Les trois autres « Beatles » sont restés en Syrie, que ce soit « Jihadi John » qui a été tué ou les deux autres qui ont été arrêtés aux derniers moments du califat territorial. Lui en revanche a eu un parcours particulier puisqu’il a été arrêté à Istanbul à la veille des attentats du 13-Novembre (2015 en France, NDLR) avec un dessein qui restera à expliquer. Est-ce qu’il préparait des attentats là-bas ou une infiltration en Europe à l’image d’autres membres ? Ce qui est clair et ce qui est apparu ces dernières années dans les différents dossiers d’instruction, c’est la grande proximité entre cette cellule britannique des « Beatles » et la cellule des opérations extérieures de l’EI, celle qui était responsable des attentats en Europe à partir de 2015.

► À lire aussi : Un des «Beatles» de l'État islamique plaide coupable devant la justice américaine

En dehors de ces « Beatles », reste-t-il des membres importants du groupe État islamique recherchés par la justice ?

Les membres importants du groupe État islamique sur lesquels la justice aimerait bien mettre la main sont pour la plupart détenus par les Kurdes en Syrie. C’est le cas d’un des protagonistes de notre captivité, à nous les 4 journalistes français retenus en otage entre 2013 et 2014 : c’est Guillaume Kapo, jihadiste français originaire du sud de la France.
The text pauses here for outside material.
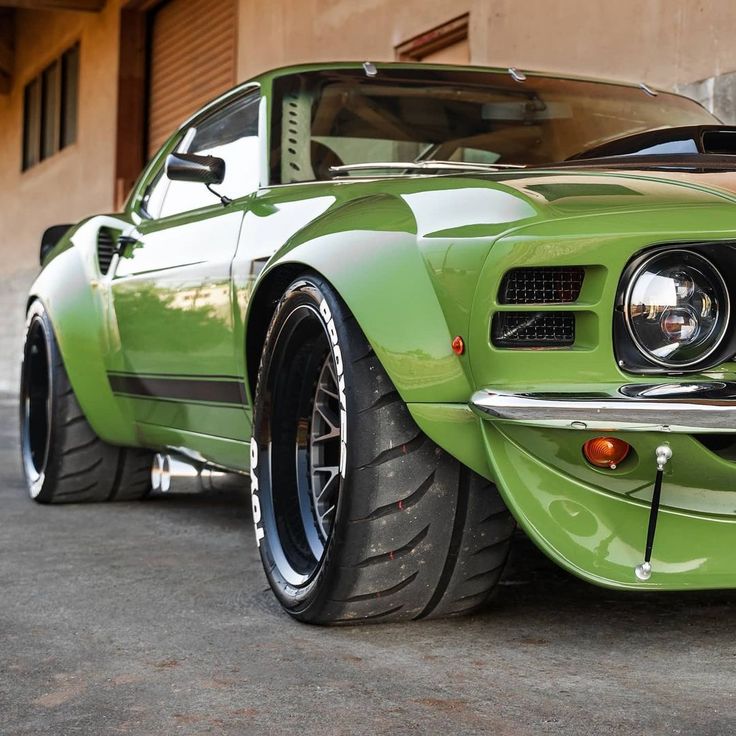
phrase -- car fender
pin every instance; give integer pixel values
(77, 299)
(383, 278)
Il a été arrêté par les Kurdes et est détenu depuis la chute du califat, dans un de ces camps du nord de la Syrie. Le juge d’instruction en charge de l’instruction sur notre enlèvement a demandé à le voir, a demandé à ce qu’il soit rapatrié en France pour qu’il comparaisse à notre procès qui devrait se tenir dans un an sans doute. Mais pour le moment, l’exécutif a fait le choix de ne pas rapatrier les hommes français détenus dans ces camps kurdes.

On a beaucoup parlé récemment d’al-Qaïda avec la mort de son chef Ayman al-Zawahiri. Qu’en est-il du groupe État islamique ? Est-il laminé depuis la perte du califat territorial en 2019 ou toujours actif d’une autre manière ?
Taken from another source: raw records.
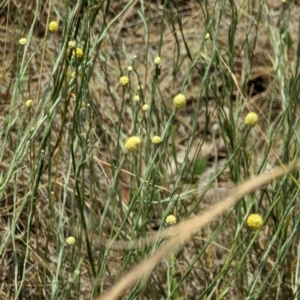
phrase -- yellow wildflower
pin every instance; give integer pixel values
(255, 221)
(77, 52)
(145, 107)
(71, 44)
(171, 220)
(23, 41)
(70, 240)
(53, 26)
(136, 98)
(157, 60)
(156, 139)
(179, 101)
(124, 80)
(29, 103)
(251, 119)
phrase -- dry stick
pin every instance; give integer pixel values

Daech a énormément perdu de la perte de son territoire. La création de ce califat était un argument presque de marketing, extrêmement puissant de la part de Baghdadi (Abou Bakr al-Baghdadi, ex-chef de l’EI tué en octobre 2019 dans une opération américaine en Syrie, NDLR). Et l’échec de ce projet a contribué à faire reculer l’attractivité de ce groupe, parmi les populations à la recherche d’une cause jihadiste. En revanche, sa capacité d’action demeure présente, principalement dans ses filiales.
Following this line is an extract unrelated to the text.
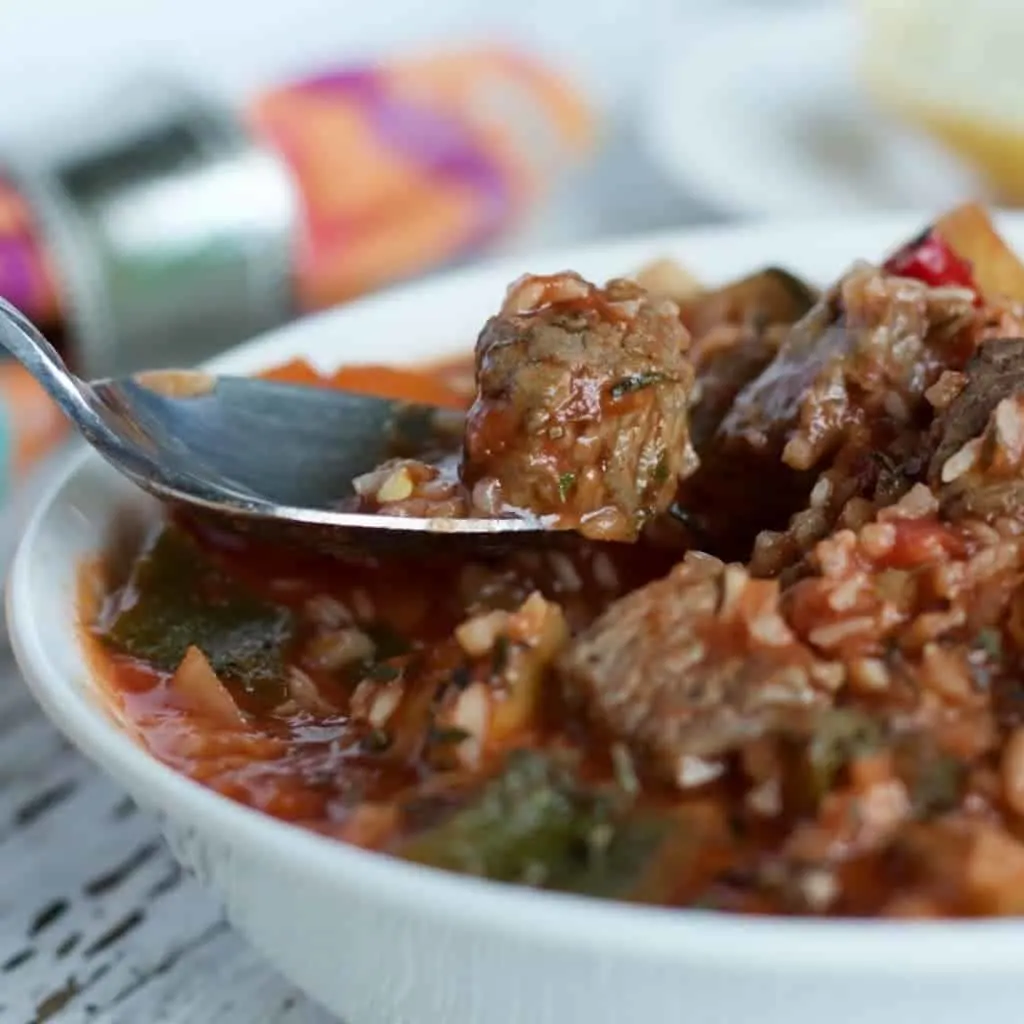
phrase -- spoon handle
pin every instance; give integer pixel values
(26, 342)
La prochaine frontière du jihad, c'est clairement l’Afrique et notamment la zone sahélienne, où des groupes concurrents liés à al-Qaïda ou à l’EI sont très actifs. Et puis concernant la zone syro-irakienne, ce qui est un peu contre-intuitif, c’est qu’il reste une zone détenue par le califat : ce sont les camps de détenus aux mains des Kurdes. Les derniers lieux en zone syro-irakienne où Daech continue de faire la loi et d’imposer son idéologie et de rêver de revanche, c’est à l’intérieur de ces camps où sont détenus ses partisans. Si on veut y mettre fin, il faut trouver une solution pérenne avec ces personnes détenues dans ces camps, qui garantisse les droits et la sécurité de tous.